Question

Consider a cylinder of mass $M$ resting on a rough horizontal rug that is pulled out from under it with acceleration $a$ perpendicular to the axis of the cylinder. What is ${F_{friction}}$ at the point P? It is assumed that the cylinder does not slip.

(A) $Mg$
(B) $Ma$
(C) $\dfrac{{Ma}}{2}$
(D) $\dfrac{{Ma}}{3}$

Answer 1

To solve this question, we need to consider the free body diagram of the cylinder. Then, applying the Newton’s second law on the linear and the rotational motion of the cylinder, we will get the final answer.
Formula Used: The formulae used in solving this question are given by
$\Rightarrow \tau = I\alpha$ , here $\tau$ is the torque applied, $\alpha$ is the angular acceleration, and $I$ is the moment of inertia.
$\Rightarrow I = \dfrac{{M{R^2}}}{2}$ , here $I$ is the moment of inertia of a solid cylinder of mass $M$ and radius $R$ about the axis passing through its centre of gravity and perpendicular to the circular cross section.
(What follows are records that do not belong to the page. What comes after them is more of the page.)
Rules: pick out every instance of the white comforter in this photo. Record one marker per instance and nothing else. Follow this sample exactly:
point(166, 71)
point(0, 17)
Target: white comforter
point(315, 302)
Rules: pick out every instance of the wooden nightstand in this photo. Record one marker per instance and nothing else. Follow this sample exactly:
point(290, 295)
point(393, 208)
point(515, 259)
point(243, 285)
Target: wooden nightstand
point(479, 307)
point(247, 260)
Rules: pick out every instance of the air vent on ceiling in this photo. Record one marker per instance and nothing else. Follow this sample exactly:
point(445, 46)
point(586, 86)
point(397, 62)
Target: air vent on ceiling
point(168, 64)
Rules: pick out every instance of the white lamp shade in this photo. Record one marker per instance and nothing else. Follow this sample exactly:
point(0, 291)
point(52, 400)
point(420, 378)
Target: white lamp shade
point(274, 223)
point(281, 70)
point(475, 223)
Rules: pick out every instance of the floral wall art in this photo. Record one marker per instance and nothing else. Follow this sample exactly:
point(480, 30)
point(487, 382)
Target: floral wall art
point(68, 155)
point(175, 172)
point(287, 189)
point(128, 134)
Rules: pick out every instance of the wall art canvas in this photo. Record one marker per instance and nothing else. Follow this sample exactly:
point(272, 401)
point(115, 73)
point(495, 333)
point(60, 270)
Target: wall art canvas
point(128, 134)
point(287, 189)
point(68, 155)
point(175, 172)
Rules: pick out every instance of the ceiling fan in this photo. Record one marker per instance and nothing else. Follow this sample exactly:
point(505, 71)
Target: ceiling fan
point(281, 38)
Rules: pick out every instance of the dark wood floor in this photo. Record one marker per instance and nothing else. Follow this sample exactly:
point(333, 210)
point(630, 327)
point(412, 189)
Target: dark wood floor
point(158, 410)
Complete step by step answer:
Let the acceleration of the centre of mass of the cylinder be ${a_{com}}$ and the angular acceleration of the cylinder be $\alpha$
Making the free body diagram of the cylinder, we have

As the only force acting on the wheel is the force of friction, so from the Newton’s second law we have
$\Rightarrow {F_{friction}} = M{a_{com}}$ ………………..(1)
Now, we consider the acceleration of the point P. We see that it has two components. One due to the acceleration of the centre of mass $\left( {{a_{com}}} \right)$ , and the other one due to the angular acceleration of the cylinder $\left( {\alpha R} \right)$ . As both these are in the same direction, so the total acceleration of P becomes
$\Rightarrow {a_P} = {a_{com}} + \alpha R$
Since the cylinder does not slip on the horizontal rug, so the acceleration of the rug and the cylinder at the point of contact P are equal. That is, that acceleration of the point P of the cylinder is equal to $a$ towards the left.
$\Rightarrow {a_P} = a$ ………………..(2)
From (1) and (2), we have
$\Rightarrow a = {a_{com}} + \alpha R$ ………………..(3)
Now, the angular acceleration of the cylinder is due to the torque applied by the force of friction, which is given by
$\Rightarrow \tau = {F_{friction}}R$ ………………..(4)
We know that the torque is related to the angular acceleration by
$\Rightarrow \tau = I\alpha$ ………………..(5)
From (4) and (5)
$\Rightarrow I\alpha = {F_{friction}}R$ ………………..(6)
The moment of inertia of the cylinder about the given axis of rotation is
$\Rightarrow I = \dfrac{{M{R^2}}}{2}$
Substituting this in (6)
$\Rightarrow \dfrac{{M{R^2}}}{2}\alpha = {F_{friction}}R$
$\Rightarrow \alpha = \dfrac{{{F_{friction}}R}}{{\dfrac{{M{R^2}}}{2}}}$
So we get the angular acceleration as
$\Rightarrow \alpha = \dfrac{{2{F_{friction}}}}{{MR}}$
Substituting this in (3) we have
$\Rightarrow a = {a_{com}} + \left( {\dfrac{{2{F_{friction}}}}{{MR}}} \right)R$
$\Rightarrow a = {a_{com}} + \dfrac{{2{F_{friction}}}}{M}$
So we get the acceleration of the center of mass as
$\Rightarrow {a_{com}} = a - \dfrac{{2{F_{friction}}}}{M}$
Finally substituting this in (1), we get
$\Rightarrow {F_{friction}} = M\left( {a - \dfrac{{2{F_{friction}}}}{M}} \right)$
$\Rightarrow {F_{friction}} = \dfrac{{Ma}}{3}$
Thus the force of friction at the point P is equal to $\dfrac{{Ma}}{3}$ .
Hence, the correct answer is option D.

Note:
This question can also be attempted with the horizontal rug as the frame of reference. As it is an accelerating frame, we will need to apply a pseudo force equal to $Ma$ , in the direction opposite to the acceleration of the horizontal rug. Also, the acceleration of the point P of the cylinder will be zero in that frame.